Click the small gray box near the top of the Layer Style window to set the color of the overlay. Photoshop's Color Picker opens.
Select any color you wish for the overlay, like yellow for a daffodil, or blue for a sky. Click "OK."
Drag the "Layer Style" window to the side and make sure the "Preview" box is checked so you can see the different blend modes on your image. Click the "Blend Mode" menu and select "Color Burn." This darkens the color you selected according to the darkness of each pixel. As a result, areas in shadows are slightly darker than areas in bright light, reflecting the natural tones of the image.
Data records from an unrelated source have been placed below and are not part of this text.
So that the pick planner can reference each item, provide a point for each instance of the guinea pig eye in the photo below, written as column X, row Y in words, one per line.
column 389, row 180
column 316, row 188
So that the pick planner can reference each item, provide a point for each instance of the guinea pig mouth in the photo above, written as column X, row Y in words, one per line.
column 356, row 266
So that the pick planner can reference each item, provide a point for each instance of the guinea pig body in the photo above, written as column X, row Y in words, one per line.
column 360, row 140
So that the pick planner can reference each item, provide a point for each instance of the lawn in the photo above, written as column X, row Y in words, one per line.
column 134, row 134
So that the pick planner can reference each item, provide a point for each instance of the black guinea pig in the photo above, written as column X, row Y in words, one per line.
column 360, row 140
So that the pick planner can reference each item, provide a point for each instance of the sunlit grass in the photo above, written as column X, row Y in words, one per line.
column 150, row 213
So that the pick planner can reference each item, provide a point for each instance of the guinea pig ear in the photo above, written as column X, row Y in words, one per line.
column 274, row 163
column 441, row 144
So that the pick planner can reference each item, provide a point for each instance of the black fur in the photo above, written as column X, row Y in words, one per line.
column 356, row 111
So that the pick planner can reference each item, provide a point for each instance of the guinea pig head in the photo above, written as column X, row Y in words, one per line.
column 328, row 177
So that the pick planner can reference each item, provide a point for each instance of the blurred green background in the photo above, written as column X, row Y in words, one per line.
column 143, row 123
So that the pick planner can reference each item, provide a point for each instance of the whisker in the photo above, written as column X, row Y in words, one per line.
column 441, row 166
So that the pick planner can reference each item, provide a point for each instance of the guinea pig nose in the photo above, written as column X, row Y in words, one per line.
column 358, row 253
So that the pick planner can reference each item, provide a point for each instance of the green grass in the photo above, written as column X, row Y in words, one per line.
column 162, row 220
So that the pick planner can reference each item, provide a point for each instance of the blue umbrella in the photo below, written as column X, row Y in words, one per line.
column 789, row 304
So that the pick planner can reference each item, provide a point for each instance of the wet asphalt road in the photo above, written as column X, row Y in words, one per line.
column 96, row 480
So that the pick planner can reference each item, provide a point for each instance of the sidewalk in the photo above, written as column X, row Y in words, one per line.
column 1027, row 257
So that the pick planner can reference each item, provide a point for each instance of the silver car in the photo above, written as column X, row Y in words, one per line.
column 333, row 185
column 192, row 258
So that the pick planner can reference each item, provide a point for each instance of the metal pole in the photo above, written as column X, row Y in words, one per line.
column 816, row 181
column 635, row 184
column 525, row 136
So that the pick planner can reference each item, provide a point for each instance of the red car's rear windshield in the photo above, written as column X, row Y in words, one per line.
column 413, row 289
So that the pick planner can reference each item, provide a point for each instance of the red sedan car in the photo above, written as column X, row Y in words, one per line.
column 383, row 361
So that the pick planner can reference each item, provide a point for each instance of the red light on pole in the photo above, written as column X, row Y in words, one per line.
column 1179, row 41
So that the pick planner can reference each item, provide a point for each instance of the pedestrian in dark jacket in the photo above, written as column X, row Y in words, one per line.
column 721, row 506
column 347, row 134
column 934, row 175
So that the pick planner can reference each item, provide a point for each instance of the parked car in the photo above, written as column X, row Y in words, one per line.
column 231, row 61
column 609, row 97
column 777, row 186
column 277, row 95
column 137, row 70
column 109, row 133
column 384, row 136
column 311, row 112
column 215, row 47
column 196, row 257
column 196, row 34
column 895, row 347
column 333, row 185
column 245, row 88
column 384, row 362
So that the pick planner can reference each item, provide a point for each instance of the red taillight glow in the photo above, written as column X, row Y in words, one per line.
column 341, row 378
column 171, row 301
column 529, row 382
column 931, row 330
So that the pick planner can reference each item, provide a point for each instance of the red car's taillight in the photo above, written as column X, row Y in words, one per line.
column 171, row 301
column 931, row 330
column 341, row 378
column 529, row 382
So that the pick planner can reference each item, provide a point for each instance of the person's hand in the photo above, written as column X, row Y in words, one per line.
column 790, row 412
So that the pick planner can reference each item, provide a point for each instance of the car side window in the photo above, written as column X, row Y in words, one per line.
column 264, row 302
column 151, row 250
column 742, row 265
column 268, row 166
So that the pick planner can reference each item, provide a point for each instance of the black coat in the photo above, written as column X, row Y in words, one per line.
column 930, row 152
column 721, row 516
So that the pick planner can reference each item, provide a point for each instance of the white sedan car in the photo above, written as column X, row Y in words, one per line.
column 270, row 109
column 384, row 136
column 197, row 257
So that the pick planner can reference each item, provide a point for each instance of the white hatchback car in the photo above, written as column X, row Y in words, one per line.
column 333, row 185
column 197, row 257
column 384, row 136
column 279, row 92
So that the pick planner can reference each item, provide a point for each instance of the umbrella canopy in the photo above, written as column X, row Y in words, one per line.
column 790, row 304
Select "Linear Burn" from the Blend Mode menu. This gives you colors that are a bit darker than the Color Burn. Rather than just making your selected color darker for darker pixels, it decreases the pixels' brightness.
Select "Overlay" from the Blend Mode menu. This mode mixes your selected color with the grays and whites in the image, often producing a much brighter effect than the Color Burn or Linear Burn.
Select "Color Mode." This is often the most effective mode for adding color to black-and-white photos because it specifically works with the gray levels in an image when applying the blend color you chose.
Select some other Blend Mode options until you find the one that works best for your image. If you want to reduce the color saturation, drag the "Opacity" slider to the left in the Layer Style window. After that window is closed, you can also change the opacity by clicking the "Opacity" menu in the Layers panel.